• In the eighth post in Forrester’s 12 days of Christmas blog series, we offer the eight B2B content best practices of “Contentukkah,” the annual holiday commemorating well-written assets
  • These best practices cover content focus areas, editorial practices, and content management
  • Given the key role content plays in major marketing milestones, organizations must consider how to implement these best practices

This is the eighth in a series of blog posts that provide demand and account-based marketing best practices in honor of the 12 days of Christmas.

In the festive spirit of Hanukkah, we present an imagined B2B holiday “Contentukkah,” also known as the festival of well-written assets. This holiday commemorates the rededication of content governance to content editors, who fight an everyday battle for content quality standards. For each of the eight days of Contentukkah, content editors should gift their stakeholders a best practice that supports the creation of great content.

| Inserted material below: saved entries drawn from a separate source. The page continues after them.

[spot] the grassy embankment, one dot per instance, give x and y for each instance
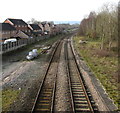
(104, 64)
(10, 95)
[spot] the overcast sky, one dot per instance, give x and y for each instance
(49, 10)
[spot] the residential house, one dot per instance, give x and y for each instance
(7, 31)
(46, 28)
(19, 24)
(36, 30)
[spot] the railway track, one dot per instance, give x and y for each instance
(81, 99)
(45, 97)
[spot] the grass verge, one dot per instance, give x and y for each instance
(104, 65)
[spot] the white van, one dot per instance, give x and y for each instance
(10, 40)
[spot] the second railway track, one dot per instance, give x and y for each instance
(80, 97)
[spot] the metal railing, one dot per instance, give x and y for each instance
(19, 43)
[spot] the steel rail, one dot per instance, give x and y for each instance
(80, 79)
(41, 85)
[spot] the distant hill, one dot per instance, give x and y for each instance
(67, 22)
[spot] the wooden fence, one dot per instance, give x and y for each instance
(20, 43)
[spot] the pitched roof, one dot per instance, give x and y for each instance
(7, 27)
(35, 27)
(17, 21)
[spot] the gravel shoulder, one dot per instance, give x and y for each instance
(24, 76)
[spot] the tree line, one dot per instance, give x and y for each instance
(102, 25)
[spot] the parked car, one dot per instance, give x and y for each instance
(10, 40)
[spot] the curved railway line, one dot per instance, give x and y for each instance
(81, 100)
(45, 97)
(80, 95)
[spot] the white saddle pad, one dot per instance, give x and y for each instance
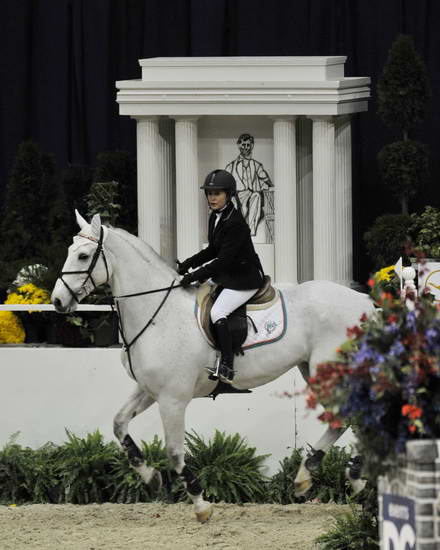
(269, 319)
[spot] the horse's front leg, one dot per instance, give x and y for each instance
(303, 480)
(172, 412)
(136, 404)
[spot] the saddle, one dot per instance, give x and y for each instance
(238, 320)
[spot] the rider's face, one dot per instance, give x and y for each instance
(217, 199)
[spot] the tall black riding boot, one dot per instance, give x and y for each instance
(224, 341)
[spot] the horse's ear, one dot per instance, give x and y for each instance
(96, 224)
(80, 220)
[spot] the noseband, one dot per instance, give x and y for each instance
(88, 272)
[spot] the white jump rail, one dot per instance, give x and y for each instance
(50, 307)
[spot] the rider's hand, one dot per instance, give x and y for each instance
(198, 275)
(183, 267)
(187, 280)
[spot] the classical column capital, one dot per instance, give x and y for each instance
(287, 118)
(146, 118)
(321, 118)
(185, 118)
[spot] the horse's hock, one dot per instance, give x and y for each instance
(415, 476)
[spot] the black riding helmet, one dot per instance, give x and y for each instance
(220, 180)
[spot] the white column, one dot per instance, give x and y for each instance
(324, 199)
(149, 180)
(168, 195)
(285, 200)
(187, 187)
(344, 230)
(304, 167)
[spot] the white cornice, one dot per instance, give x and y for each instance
(243, 85)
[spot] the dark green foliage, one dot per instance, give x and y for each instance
(403, 90)
(85, 465)
(404, 168)
(355, 530)
(103, 199)
(121, 167)
(425, 230)
(14, 462)
(329, 481)
(385, 240)
(227, 468)
(280, 488)
(128, 486)
(29, 198)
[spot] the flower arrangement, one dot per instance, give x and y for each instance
(28, 294)
(386, 381)
(11, 329)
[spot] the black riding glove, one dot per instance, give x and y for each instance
(183, 267)
(189, 278)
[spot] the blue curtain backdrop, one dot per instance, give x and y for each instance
(60, 60)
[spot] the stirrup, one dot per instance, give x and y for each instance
(213, 371)
(224, 376)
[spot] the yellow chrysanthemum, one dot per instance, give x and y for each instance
(384, 274)
(11, 329)
(28, 294)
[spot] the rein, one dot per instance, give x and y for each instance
(112, 300)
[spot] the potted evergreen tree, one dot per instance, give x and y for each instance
(403, 98)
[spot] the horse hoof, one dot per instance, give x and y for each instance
(301, 488)
(205, 515)
(156, 482)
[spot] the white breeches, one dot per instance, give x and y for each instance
(228, 301)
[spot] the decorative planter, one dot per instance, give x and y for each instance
(409, 499)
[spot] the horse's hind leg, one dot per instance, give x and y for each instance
(136, 404)
(303, 480)
(172, 412)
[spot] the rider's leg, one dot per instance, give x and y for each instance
(136, 404)
(172, 412)
(227, 302)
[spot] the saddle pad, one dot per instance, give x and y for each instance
(270, 320)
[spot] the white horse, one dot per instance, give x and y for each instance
(168, 359)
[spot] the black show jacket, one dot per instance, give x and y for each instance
(235, 264)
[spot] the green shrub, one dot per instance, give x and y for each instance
(403, 89)
(404, 168)
(85, 468)
(329, 481)
(280, 488)
(119, 166)
(356, 530)
(128, 486)
(425, 229)
(227, 468)
(14, 466)
(385, 240)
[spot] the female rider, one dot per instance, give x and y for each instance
(233, 262)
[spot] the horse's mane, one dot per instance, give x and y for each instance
(144, 250)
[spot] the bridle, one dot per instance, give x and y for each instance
(88, 272)
(113, 300)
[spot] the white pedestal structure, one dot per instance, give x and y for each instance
(311, 168)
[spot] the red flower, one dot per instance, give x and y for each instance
(311, 401)
(411, 411)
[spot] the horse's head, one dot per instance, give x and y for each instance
(85, 268)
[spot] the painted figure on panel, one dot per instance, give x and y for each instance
(254, 187)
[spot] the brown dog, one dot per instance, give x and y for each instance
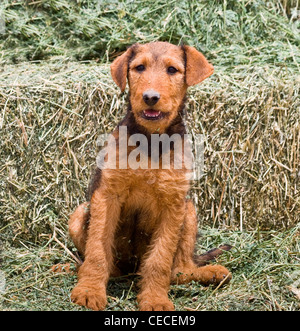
(140, 218)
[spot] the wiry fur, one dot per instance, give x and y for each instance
(140, 220)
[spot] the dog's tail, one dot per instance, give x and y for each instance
(211, 255)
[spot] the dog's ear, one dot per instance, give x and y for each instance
(119, 69)
(197, 67)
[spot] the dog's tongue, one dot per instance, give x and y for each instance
(151, 113)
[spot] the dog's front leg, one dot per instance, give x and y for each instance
(157, 263)
(94, 273)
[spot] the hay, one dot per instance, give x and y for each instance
(230, 32)
(52, 114)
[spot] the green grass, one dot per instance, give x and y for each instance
(230, 32)
(264, 265)
(57, 96)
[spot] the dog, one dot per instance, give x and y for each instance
(140, 219)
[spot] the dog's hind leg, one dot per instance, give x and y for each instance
(186, 266)
(78, 226)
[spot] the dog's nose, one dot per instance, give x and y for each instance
(151, 97)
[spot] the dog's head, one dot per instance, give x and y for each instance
(158, 75)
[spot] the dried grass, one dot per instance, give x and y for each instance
(52, 112)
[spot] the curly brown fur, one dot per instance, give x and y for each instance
(140, 219)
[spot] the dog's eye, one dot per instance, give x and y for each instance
(172, 70)
(140, 68)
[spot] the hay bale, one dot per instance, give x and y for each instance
(52, 114)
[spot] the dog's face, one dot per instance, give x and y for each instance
(159, 74)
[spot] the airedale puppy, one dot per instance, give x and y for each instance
(141, 218)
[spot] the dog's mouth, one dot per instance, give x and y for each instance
(152, 115)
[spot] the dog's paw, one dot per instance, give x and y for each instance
(156, 304)
(214, 274)
(90, 297)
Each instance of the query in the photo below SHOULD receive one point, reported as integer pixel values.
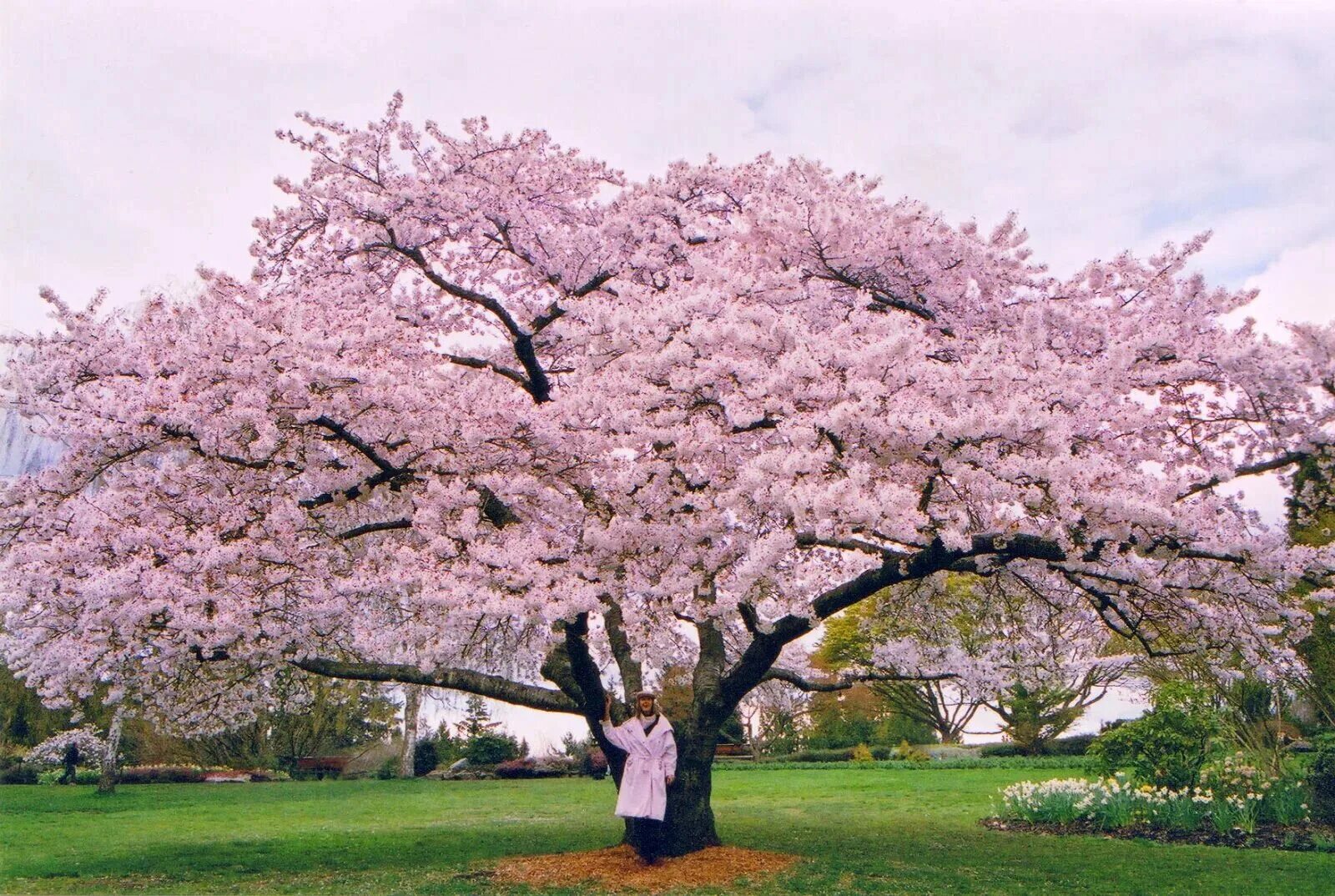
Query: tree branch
(848, 680)
(1252, 469)
(465, 680)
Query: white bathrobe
(649, 762)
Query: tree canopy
(491, 417)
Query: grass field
(859, 831)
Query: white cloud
(1299, 286)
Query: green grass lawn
(860, 831)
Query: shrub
(82, 742)
(1166, 747)
(594, 764)
(20, 773)
(1322, 776)
(491, 748)
(162, 775)
(821, 756)
(912, 753)
(425, 756)
(1074, 745)
(58, 776)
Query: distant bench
(322, 765)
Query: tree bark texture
(111, 758)
(411, 708)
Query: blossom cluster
(482, 385)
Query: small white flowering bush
(1232, 796)
(53, 751)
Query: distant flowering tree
(491, 417)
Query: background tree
(1038, 684)
(306, 717)
(411, 709)
(945, 705)
(1312, 522)
(489, 417)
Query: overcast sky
(138, 139)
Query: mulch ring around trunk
(1301, 838)
(620, 868)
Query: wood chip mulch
(621, 868)
(1302, 838)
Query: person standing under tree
(651, 769)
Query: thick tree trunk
(111, 758)
(689, 822)
(411, 708)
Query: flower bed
(1234, 804)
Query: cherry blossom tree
(491, 417)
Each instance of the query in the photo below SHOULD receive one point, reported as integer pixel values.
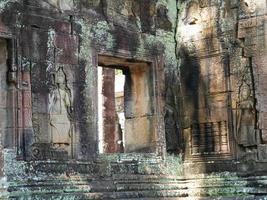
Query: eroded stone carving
(60, 111)
(246, 118)
(248, 6)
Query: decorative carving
(60, 111)
(248, 6)
(192, 15)
(209, 138)
(246, 134)
(262, 152)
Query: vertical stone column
(26, 111)
(109, 112)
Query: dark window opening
(126, 122)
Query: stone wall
(201, 97)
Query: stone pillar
(109, 112)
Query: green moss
(173, 165)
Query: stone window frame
(13, 141)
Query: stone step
(101, 195)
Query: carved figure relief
(60, 111)
(192, 14)
(248, 6)
(246, 118)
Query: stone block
(264, 135)
(140, 134)
(262, 152)
(67, 49)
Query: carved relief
(192, 14)
(209, 138)
(60, 111)
(246, 118)
(248, 6)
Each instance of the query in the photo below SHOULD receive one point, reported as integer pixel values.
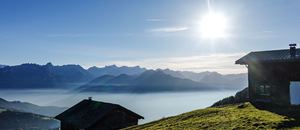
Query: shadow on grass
(292, 113)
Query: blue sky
(149, 33)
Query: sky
(149, 33)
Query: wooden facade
(270, 74)
(93, 115)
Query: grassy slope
(227, 117)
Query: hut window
(264, 90)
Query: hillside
(14, 120)
(244, 116)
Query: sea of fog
(152, 106)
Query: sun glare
(213, 25)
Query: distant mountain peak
(49, 64)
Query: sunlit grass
(228, 117)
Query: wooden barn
(274, 76)
(94, 115)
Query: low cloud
(169, 29)
(154, 20)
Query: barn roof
(87, 112)
(269, 56)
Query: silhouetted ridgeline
(14, 120)
(148, 81)
(42, 76)
(2, 66)
(132, 79)
(115, 70)
(31, 108)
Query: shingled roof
(269, 56)
(87, 112)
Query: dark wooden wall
(115, 120)
(277, 75)
(66, 126)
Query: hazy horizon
(199, 35)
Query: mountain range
(115, 70)
(2, 66)
(148, 81)
(129, 79)
(31, 108)
(43, 76)
(15, 120)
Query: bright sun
(213, 25)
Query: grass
(244, 116)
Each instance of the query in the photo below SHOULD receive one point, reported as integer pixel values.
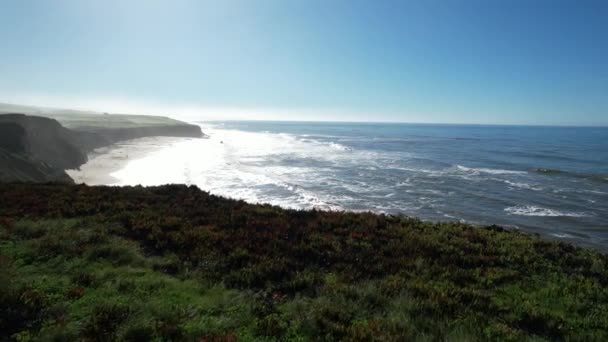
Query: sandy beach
(105, 161)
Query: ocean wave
(531, 210)
(522, 185)
(489, 171)
(557, 172)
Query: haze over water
(551, 180)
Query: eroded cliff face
(39, 149)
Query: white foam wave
(489, 171)
(522, 185)
(531, 210)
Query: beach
(105, 161)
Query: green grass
(175, 263)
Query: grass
(175, 263)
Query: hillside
(40, 149)
(175, 263)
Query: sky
(451, 61)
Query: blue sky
(458, 61)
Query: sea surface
(550, 180)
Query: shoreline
(103, 162)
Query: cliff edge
(40, 149)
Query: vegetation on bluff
(175, 263)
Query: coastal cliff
(40, 149)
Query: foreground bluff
(40, 149)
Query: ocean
(548, 180)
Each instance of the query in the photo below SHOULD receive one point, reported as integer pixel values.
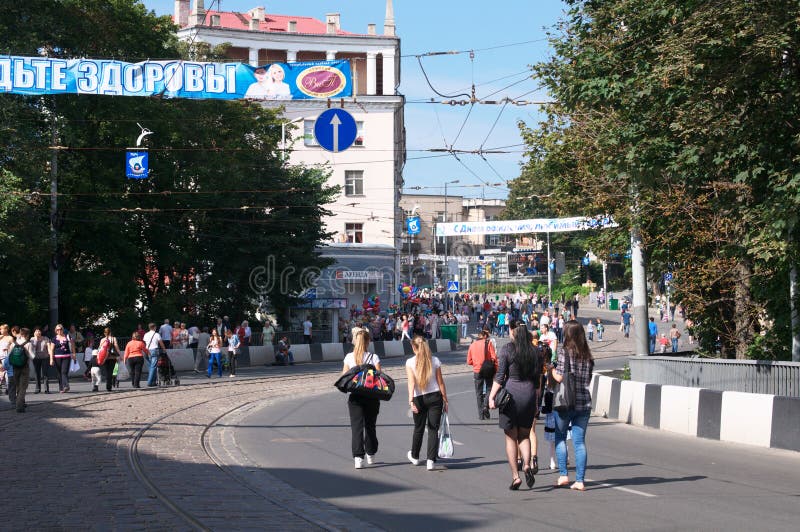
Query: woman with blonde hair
(363, 410)
(427, 397)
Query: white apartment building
(366, 220)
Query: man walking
(166, 334)
(307, 327)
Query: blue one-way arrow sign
(335, 130)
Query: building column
(253, 56)
(388, 74)
(372, 76)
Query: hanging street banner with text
(176, 79)
(539, 225)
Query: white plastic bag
(445, 438)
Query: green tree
(218, 205)
(687, 111)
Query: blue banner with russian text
(176, 79)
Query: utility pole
(638, 270)
(446, 266)
(53, 280)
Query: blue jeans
(579, 420)
(152, 371)
(214, 357)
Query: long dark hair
(526, 357)
(575, 341)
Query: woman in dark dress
(518, 370)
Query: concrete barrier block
(393, 349)
(679, 408)
(746, 418)
(613, 402)
(335, 352)
(602, 402)
(631, 402)
(261, 354)
(652, 406)
(182, 359)
(709, 414)
(301, 352)
(785, 424)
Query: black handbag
(503, 399)
(366, 381)
(564, 396)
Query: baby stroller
(166, 371)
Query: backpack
(18, 357)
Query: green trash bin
(449, 332)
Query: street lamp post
(446, 266)
(283, 136)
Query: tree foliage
(219, 203)
(682, 117)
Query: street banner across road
(176, 79)
(539, 225)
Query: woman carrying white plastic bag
(445, 438)
(427, 397)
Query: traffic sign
(413, 225)
(335, 130)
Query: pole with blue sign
(137, 163)
(335, 130)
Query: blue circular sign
(413, 225)
(335, 130)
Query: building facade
(366, 218)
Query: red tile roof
(276, 23)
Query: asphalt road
(637, 479)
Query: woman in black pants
(42, 350)
(363, 410)
(111, 358)
(427, 397)
(61, 355)
(519, 371)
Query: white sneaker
(432, 466)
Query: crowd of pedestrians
(53, 357)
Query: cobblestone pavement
(162, 458)
(149, 459)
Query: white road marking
(620, 488)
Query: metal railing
(752, 376)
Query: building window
(440, 219)
(310, 140)
(354, 233)
(354, 183)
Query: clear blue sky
(426, 26)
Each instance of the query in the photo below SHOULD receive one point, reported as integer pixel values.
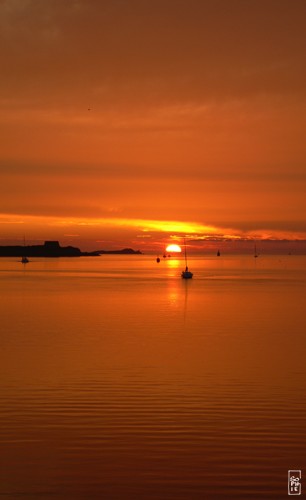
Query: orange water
(121, 380)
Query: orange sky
(133, 122)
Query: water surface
(121, 380)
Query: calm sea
(120, 380)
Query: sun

Here are this year’s eight best practices:

  • When it comes to content — whatever your topic — it’s not about you; it’s about your audience. Sure, B2B marketers talk a good game about focusing on their audience and understanding persona needs. But demonstrating that focus in content continues to be a struggle. The explanation we often hear for this is that loud product-centric voices tend to win the battle over what words appear in assets. We encourage content creators to join forces and push back on the company’s tendency to sing the praises of its portfolio when it should be waxing poetic about its audiences’ challenges.
  • Eschew B2B jargon and gibberish and write like you’re conversing with the audience. Storytelling is great — but you should be telling those stories in the language (including local language) your audience speaks, even if that means using colloquial expressions.
  • Practice modular content reuse, ideally early and often. Identify content modules that provide accurate and meaningful information mapped to your audience. When you have the right thing to say, say it and say it again in the same way, whether on your website or in an e-book, a customer case study, or a white paper. An added bonus: Modular content is a must for personalization, which requires marketers to find, tag, and dynamically combine content components.
  • Avoid redundancy at all costs. Although reuse supports the proper use of the right content modules in multiple places, redundancy is the unfortunately common occurrence of creating multiple or duplicate versions of content intended to meet the same need (e.g., competing versions of a technical white paper covering the same topic with slightly different details). This is frequently the result of several content-producing teams failing to sync their content plans and editorial calendars. Cross-functional collaboration is crucial to preventing redundant content creation and optimizing resources and reuse.
  • If you think it’s too long, it most assuredly is. Content creators should always aim to use as few words as possible for all content assets, especially given the increasingly short attention span of B2B audiences bombarded with content. Remember that you don’t have to say it just because you think it. You don’t need to include everything you know about a topic in your content. No one but you will miss what you left out!
  • Self-edit to ensure your content is consumable. This advice might take you back to freshman English classes, but the approach is sound. First, scan the asset — does it make good use of elements such as white space, images, and subheads to entice the reader to dig in? Next, read the asset from the end to the beginning, paragraph by paragraph. The first time through, you’ll find opportunities to be more succinct. Then, read the asset aloud — there’s no better way to spot and eliminate bombastic sentences and histrionics. I could give you more tips, but I’ve just read this aloud and … well, you know where I’m going.
  • The best writers should handle the content supporting your content. Too often, the task of crafting emails, banner ads, and social media text to promote content assets falls to the newest marketers or to a product marketer determined to include a bulleted list of every product feature. The highest-performing content creators should write these treasured bits: the keys that unlock the doors to those valuable assets.
  • Implement service-level agreements (SLAs). Even the least mature organizations must at a minimum implement SLAs regarding content review and sign-off. No matter how great a piece of content is, its use may be limited if it isn’t released on time. Plus, organizations can eliminate so many issues with content dissatisfaction and delays if cross-functional teams understand and commit to their roles in reviewing and finalizing content.